Wednesday, November 14, 2012

Four-Star Egos


The cult of the general from Douglas MacArthur to David Petraeus



In May 1934, reporters Drew Pearson and Robert Allen published a column in the Washington Herald accusing Army Chief of Staff Gen. Douglas MacArthur of "dictatorial, insubordinate, disloyal, mutinous and disrespectful" actions during the Bonus March, a peaceful veterans demonstration. MacArthur had broken up the protest by force -- using tanks commanded by Gen. George Patton -- back in July of 1932, an action that forever stained his reputation. Enraged by Pearson and Allen's claims, MacArthur sued them for $1.75 million. That scared the hell out of the columnists, who knew they'd have trouble proving their allegations. Here comes the good part.

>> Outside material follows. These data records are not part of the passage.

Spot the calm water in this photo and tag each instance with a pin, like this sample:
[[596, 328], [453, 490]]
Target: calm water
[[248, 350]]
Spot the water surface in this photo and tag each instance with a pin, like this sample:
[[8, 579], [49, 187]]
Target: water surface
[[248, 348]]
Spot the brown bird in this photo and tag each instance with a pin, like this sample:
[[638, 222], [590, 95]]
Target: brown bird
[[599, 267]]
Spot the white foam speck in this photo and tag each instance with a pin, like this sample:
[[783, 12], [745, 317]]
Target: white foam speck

Among MacArthur's enemies was Rep. Ross Collins, a powerful Mississippi Democrat -- drawl, jowls, slicked hair, the whole bit -- who controlled military appropriations and lived in the Chastleton Apartments on 16th Street and had seen MacArthur often in his building. Collins disliked MacArthur, and when he found out that Pearson and Allen were looking for something to hold against the general, he told them about the visits. Pearson and Allen followed up on Collins's tip and discovered that the 55-year old MacArthur was visiting Isabel Rosario Cooper, a 19-year old Filipino film star whom he'd brought with him from his last command in Manila and with whom he was having an affair.

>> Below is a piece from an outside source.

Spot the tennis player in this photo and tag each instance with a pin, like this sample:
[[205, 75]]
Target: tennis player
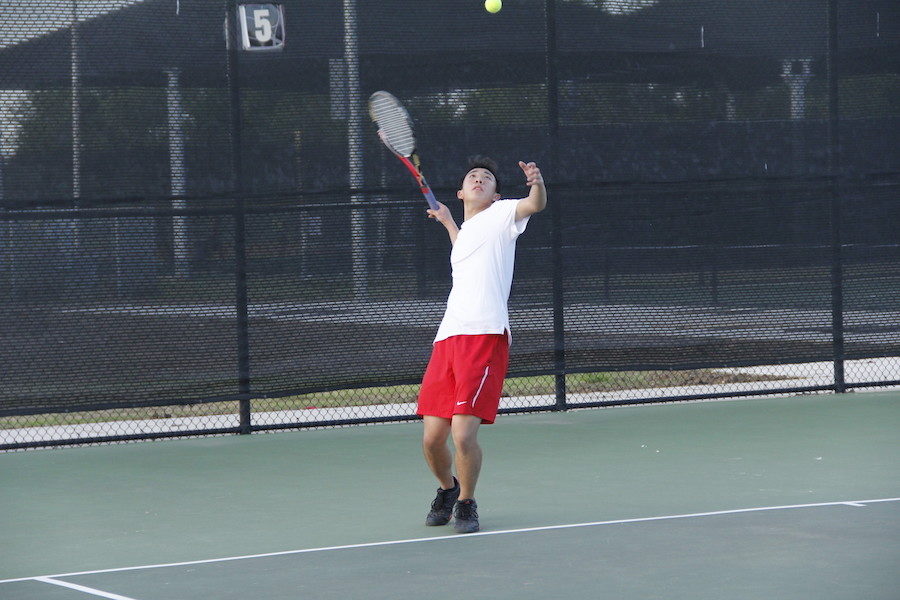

Isabel was young and beautiful, and MacArthur showered her with gifts -- visiting her every day during his long lunches while he was chief of staff. But Isabel grew tired of the general and found his attention stifling, so she went to live with her brother in Baltimore, which is where Pearson and Allen found her. She then shared with the reporters what MacArthur had told her about Herbert Hoover (a "weakling," he said), and Franklin Roosevelt ("that cripple in the White House").
Predictably, when MacArthur was told that the first witness to be called in the case would be Isabel, he scrambled. He ended the lawsuit and paid Isabel $15,000 in what we would now consider "hush money" -- delivered to her by his military aide, none other than future President Dwight Eisenhower.
Shocking? What's shocking about the MacArthur story is that he wasn't worried about what Roosevelt would say about Isabel -- he was worried about what his aging and puritanical mother "Pinky," who lived with him at his official quarters at Fort Myer, would say about her. For Roosevelt not only knew about Isabel, he told his cabinet that he'd "authorized" MacArthur to sue Pearson, whom he described as "a chronic liar."
Nor, it seems, was MacArthur concerned at all that FDR would find out that he'd described him as "that cripple in the White House." It wasn't because the general lacked enemies within the president's inner circle: FDR's brain trust regularly derided him as "General Goober of Anacostia Flats," and tittered away at him when he showed up at White House receptions. But Roosevelt seemed more than willing to overlook all that, for he had plans for MacArthur, which included selling his military budget to a recalcitrant Congress -- and to the irascible Ross Collins, who wanted deeper cuts than the president. And who better to sell the president's budget than that great hero of World War One -- Douglas MacArthur?
Inevitably, the details of this salacious scandal made the rounds of Washington, leaving the admirers of MacArthur -- and he had a great many -- puzzling over how a man of such obvious achievements could so recklessly place them in jeopardy. Now, eight decades later, Washington is asking precisely the same question of David Petraeus.